The 19-day operation will pump more than one million barrels out of the rusting vessel, the Safer, which was abandoned over eight years ago, to a nearby replacement vessel.
Secretary-General António Guterres said the UN has taken on the delicate operation as a spill would spell environmental catastrophe for the region.
‘Ticking time bomb’
“United Nations has begun an operation to defuse what might be the world’s largest ticking time bomb. This is an all-hands-on-deck mission and the culmination of nearly two years of political groundwork, fundraising and project development” said the UN chief.
Lying north of the Yemeni port Hudaydah, UN officials have warned for years about the possibility that the 47-year-old tanker could crack and explode.
The supertanker holds four times the amount of oil spilled by the Exxon Valdez – enough to make it the fifth largest oil spill from a tanker in history.
Existential marine threat
UNDP warned that a massive spill from the Safer would destroy swathes of marine life in the Red Sea. Speaking to reporters in Geneva, spokesperson Sarah Bel expressed concern for the fishing communities on Yemen’s Red Coast, already living in a crisis-wracked situation, as a spill would like ‘wipe out 200,000 livelihoods instantly” and “fish stock would take twenty five years to recover.”

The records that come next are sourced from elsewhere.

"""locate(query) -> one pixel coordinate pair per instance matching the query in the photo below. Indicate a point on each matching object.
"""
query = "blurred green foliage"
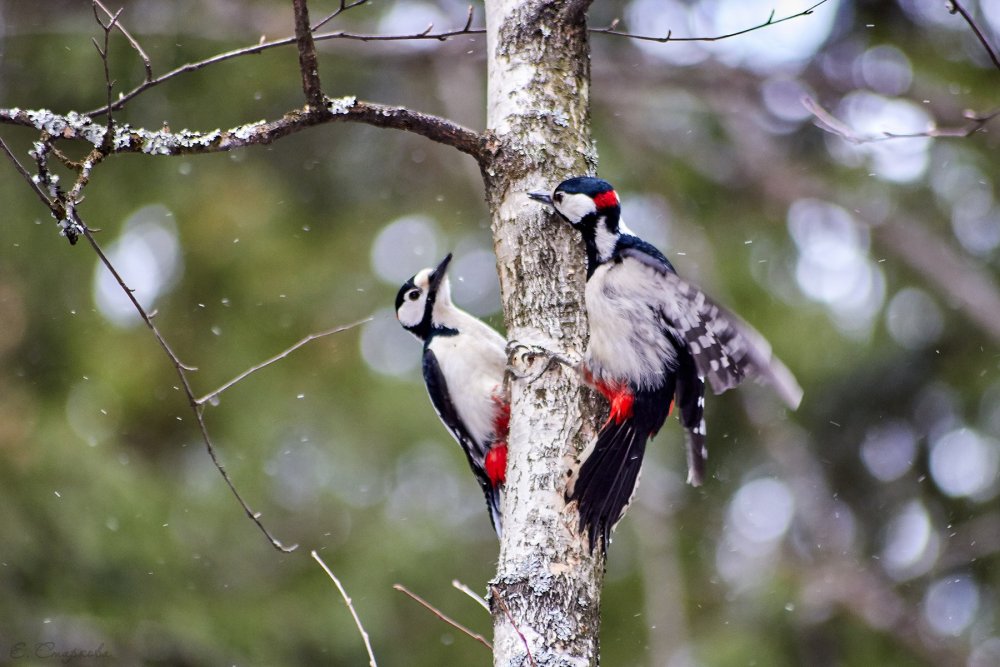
(117, 532)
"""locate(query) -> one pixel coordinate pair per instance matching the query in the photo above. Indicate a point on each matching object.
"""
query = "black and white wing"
(726, 350)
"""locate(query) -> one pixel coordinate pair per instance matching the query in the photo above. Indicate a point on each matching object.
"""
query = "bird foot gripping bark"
(529, 361)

Describing the operation as the first of its kind, she exercised caution during this “emergency phase” but assured reporters that everything had been put in place to “secure success.”
The FSO Safer has been moored some 4.8 nautical miles southwest of the Ras Issa peninsula on Yemen’s west coast for more than 30 years. In 2015, production and the maintenance of the tanker stopped due to the eight year conflict between a pro-Government Saudi-led coalition, and Houthi rebels. As a result, the vessel is now beyond repair.
Humanitarian and environmental disaster
According to UNDP, an oil spill would result in the closure of all ports in the area, cutting off food, fuel and other life-saving supplies to Yemen – a country where 80% of the population already rely on aid.
The UN chief warned that the cost of a cleanup alone would be $20 billion and said that shipping all the way to the Suez Canal could be disrupted for weeks.
Praising the project’s cross-UN collaboration he highlighted the “relentless political work” that the operation entailed “in a country devastated by eight years of war.” But noted that this was just a “milestone in the journey”, as the next step involves securing the replacement vessel to a specialised safety buoy.
The UN Secretary-General has called for a further $20 million to finish the project, including the scrapping of the Safer and removing any remaining environmental threats to the Red Sea.